Practical Ethics
- Cover of the 1980 edition
- Author: Peter Singer
- Language: English
- Subject: Ethics
- Publisher: Cambridge University Press
- Publication date: 1979 (first edition) 1993 (second edition) 2011 (third edition)
- Publication place: United States
- Media type: Print (hardcover and paperback)
- Pages: 395 (second edition)
- ISBN: 0-521-43971-X (second edition paperback)

= Practical Ethics =

1979 book by Peter Singer

Practical Ethics, a 1979 book by the moral philosopher Peter Singer, is an introduction to applied ethics.

==Summary==

Singer analyzes, in detail, why and how beings' interests should be weighed. In his view, a being's interests should always be weighed according to that being's concrete properties, and not according to its belonging to some abstract group. Singer studies a number of ethical issues including race, sex, ability, species, abortion, euthanasia, infanticide, embryo experimentation, the moral status of animals, political violence, overseas aid, and whether we have an obligation to assist others. The 1993 second edition adds chapters on refugees, the environment, equality and disability, embryo experimentation, and the treatment of academics in Germany. A third edition published in 2011 omits the chapter on refugees, and contains a new chapter on climate change.

==Reception==
Practical Ethics is widely read and was described as "an excellent text for an introductory ethics course" by the philosopher John Martin Fischer. The philosopher James Rachels recommended the book "as an introduction centered on such practical issues as abortion, racism, and so forth." The philosopher Mylan Engel called the book "must reading for anyone interested in living an ethical life."

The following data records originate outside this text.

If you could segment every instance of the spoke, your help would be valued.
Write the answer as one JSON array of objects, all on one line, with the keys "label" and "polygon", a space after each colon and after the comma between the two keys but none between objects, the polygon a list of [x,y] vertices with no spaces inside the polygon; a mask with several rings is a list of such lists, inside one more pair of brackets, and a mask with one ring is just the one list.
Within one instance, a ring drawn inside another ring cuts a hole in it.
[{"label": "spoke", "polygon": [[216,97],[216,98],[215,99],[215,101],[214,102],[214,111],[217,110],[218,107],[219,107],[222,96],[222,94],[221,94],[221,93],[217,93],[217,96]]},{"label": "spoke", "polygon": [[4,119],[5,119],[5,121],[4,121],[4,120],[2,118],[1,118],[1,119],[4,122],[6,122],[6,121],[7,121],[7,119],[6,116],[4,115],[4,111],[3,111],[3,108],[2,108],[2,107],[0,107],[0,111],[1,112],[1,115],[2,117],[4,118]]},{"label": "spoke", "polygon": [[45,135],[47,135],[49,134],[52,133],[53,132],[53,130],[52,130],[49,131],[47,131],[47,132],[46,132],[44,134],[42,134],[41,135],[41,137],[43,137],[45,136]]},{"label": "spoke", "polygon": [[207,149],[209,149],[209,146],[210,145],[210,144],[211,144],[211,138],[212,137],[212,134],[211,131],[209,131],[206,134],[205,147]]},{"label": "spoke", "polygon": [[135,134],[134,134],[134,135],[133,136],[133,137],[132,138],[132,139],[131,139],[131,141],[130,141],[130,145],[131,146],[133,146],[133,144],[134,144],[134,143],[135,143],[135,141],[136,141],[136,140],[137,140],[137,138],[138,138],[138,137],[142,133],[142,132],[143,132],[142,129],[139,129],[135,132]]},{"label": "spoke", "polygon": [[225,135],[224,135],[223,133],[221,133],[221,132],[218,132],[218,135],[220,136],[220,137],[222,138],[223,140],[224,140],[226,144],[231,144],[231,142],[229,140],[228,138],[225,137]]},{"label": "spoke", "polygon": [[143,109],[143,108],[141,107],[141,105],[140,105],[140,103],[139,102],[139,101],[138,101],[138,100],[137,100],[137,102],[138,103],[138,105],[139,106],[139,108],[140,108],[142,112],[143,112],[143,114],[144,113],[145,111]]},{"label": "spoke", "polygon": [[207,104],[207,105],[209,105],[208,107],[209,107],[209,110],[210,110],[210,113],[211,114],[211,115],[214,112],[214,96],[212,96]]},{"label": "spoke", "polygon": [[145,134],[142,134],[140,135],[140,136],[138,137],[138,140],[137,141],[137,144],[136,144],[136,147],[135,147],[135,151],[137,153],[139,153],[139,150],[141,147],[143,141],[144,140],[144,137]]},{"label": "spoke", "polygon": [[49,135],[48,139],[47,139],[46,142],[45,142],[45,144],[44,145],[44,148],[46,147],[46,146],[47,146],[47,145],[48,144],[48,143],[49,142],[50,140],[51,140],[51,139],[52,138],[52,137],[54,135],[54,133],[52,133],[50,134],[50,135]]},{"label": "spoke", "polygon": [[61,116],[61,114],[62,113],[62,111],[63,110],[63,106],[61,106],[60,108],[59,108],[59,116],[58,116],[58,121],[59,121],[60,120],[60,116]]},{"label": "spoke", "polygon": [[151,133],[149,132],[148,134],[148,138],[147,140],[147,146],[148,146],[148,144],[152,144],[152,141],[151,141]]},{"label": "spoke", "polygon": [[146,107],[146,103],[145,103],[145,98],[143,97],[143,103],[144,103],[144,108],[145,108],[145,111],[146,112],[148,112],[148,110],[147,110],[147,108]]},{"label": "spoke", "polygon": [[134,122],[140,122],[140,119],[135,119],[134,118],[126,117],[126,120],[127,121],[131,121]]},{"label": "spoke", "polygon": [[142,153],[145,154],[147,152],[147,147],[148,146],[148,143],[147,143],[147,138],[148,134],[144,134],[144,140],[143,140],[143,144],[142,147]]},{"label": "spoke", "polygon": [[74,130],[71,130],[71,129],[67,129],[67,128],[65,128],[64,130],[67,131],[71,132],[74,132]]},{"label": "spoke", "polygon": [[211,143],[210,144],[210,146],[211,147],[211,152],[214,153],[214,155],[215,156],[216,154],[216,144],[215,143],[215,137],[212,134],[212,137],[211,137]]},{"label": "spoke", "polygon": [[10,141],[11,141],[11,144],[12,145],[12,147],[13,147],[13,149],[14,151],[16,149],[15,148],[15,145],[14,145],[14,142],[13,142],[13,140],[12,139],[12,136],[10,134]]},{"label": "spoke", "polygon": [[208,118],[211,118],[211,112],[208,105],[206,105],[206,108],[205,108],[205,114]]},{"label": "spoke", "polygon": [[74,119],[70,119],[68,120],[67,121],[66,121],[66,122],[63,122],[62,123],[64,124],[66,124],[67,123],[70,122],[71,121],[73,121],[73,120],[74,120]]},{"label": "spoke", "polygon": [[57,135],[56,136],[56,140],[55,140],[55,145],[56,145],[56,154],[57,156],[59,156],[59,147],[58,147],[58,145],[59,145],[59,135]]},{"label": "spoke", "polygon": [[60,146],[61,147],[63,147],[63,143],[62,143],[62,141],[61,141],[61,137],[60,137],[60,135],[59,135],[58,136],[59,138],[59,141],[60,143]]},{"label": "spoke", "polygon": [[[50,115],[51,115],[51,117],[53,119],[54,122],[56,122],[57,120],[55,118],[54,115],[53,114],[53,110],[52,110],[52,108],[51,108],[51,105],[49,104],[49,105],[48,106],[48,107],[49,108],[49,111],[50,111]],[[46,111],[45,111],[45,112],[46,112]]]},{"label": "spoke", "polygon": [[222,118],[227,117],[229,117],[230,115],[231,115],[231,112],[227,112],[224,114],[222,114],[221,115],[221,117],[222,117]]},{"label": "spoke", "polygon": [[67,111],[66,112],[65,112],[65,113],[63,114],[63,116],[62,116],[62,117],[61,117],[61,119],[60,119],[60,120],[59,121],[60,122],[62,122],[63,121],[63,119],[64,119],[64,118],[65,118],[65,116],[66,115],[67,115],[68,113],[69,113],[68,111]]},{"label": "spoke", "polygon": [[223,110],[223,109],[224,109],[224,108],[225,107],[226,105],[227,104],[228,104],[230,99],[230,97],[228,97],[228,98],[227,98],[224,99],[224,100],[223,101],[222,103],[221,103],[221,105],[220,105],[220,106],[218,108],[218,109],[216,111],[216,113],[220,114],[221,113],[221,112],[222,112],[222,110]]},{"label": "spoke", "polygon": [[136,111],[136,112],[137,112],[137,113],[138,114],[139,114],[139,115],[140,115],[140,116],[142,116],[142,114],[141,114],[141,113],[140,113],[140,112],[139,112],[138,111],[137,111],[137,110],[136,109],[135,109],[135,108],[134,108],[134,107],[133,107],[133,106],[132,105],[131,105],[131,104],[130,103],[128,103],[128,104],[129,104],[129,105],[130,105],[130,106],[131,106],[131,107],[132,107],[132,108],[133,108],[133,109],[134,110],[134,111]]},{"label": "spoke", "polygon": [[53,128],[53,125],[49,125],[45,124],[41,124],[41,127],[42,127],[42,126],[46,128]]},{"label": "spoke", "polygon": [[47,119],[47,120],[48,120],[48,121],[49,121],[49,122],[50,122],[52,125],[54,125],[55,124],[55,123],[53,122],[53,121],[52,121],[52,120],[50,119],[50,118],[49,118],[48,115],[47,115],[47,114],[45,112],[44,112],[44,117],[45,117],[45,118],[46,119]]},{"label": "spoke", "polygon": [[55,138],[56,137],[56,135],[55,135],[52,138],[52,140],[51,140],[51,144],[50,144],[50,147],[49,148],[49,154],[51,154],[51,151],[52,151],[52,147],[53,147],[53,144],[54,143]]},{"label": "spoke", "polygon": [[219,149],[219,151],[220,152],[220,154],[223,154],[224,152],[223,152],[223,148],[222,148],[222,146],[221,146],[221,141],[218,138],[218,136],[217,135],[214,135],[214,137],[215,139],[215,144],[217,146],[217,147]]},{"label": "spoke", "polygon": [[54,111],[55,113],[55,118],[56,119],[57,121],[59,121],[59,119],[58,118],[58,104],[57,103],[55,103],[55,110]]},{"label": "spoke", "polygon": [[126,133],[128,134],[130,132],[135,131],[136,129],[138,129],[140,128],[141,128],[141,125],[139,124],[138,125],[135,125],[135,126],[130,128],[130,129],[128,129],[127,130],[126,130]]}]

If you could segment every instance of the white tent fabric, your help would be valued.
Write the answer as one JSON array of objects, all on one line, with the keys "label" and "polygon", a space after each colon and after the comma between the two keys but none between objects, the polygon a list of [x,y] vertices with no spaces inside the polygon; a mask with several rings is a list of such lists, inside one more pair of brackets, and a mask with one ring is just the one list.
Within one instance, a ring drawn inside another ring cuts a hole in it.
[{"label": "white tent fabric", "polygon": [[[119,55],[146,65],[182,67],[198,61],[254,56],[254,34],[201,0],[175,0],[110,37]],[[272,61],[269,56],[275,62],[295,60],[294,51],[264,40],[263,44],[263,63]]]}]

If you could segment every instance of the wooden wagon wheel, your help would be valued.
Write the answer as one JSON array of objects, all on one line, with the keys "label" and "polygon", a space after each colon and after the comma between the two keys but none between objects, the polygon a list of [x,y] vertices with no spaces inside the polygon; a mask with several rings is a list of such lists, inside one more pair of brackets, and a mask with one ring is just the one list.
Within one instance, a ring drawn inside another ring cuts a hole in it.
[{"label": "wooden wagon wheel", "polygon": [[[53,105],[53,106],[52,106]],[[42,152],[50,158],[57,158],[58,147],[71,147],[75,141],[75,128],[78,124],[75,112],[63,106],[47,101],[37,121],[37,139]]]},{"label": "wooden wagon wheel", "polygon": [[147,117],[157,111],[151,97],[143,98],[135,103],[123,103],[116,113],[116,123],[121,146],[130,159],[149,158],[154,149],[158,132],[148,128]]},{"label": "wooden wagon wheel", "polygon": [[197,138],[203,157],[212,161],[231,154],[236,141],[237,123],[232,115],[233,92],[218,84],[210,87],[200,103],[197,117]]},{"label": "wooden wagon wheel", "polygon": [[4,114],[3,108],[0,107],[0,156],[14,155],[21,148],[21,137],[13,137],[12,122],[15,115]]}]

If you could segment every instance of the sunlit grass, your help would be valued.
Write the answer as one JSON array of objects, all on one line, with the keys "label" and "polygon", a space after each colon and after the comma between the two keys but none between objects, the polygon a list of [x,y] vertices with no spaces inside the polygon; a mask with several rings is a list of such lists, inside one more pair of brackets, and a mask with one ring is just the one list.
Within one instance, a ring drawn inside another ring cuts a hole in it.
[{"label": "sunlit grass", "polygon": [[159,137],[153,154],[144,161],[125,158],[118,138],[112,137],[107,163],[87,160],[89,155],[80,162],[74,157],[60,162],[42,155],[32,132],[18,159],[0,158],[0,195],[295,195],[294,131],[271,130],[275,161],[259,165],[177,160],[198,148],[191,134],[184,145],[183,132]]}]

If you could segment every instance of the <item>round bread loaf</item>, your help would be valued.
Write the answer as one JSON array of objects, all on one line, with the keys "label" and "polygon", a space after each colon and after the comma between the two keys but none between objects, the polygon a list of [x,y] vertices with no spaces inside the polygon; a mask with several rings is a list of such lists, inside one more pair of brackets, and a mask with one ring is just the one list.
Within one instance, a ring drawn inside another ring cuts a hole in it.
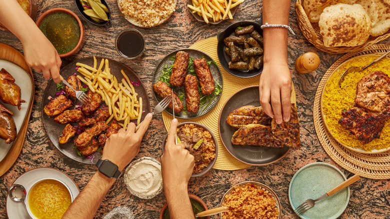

H. L. A. Hart's review of the first edition in The New York Review of Books was mixed. While writing that "The utility of this utilitarian's book to students of its subject can hardly be exaggerated", Hart also criticized Practical Ethics for philosophical inconsistency in its chapter on abortion. He argues that Singer insufficiently explains how preference and classical utilitarianism each view abortion, and does not bring out their differences.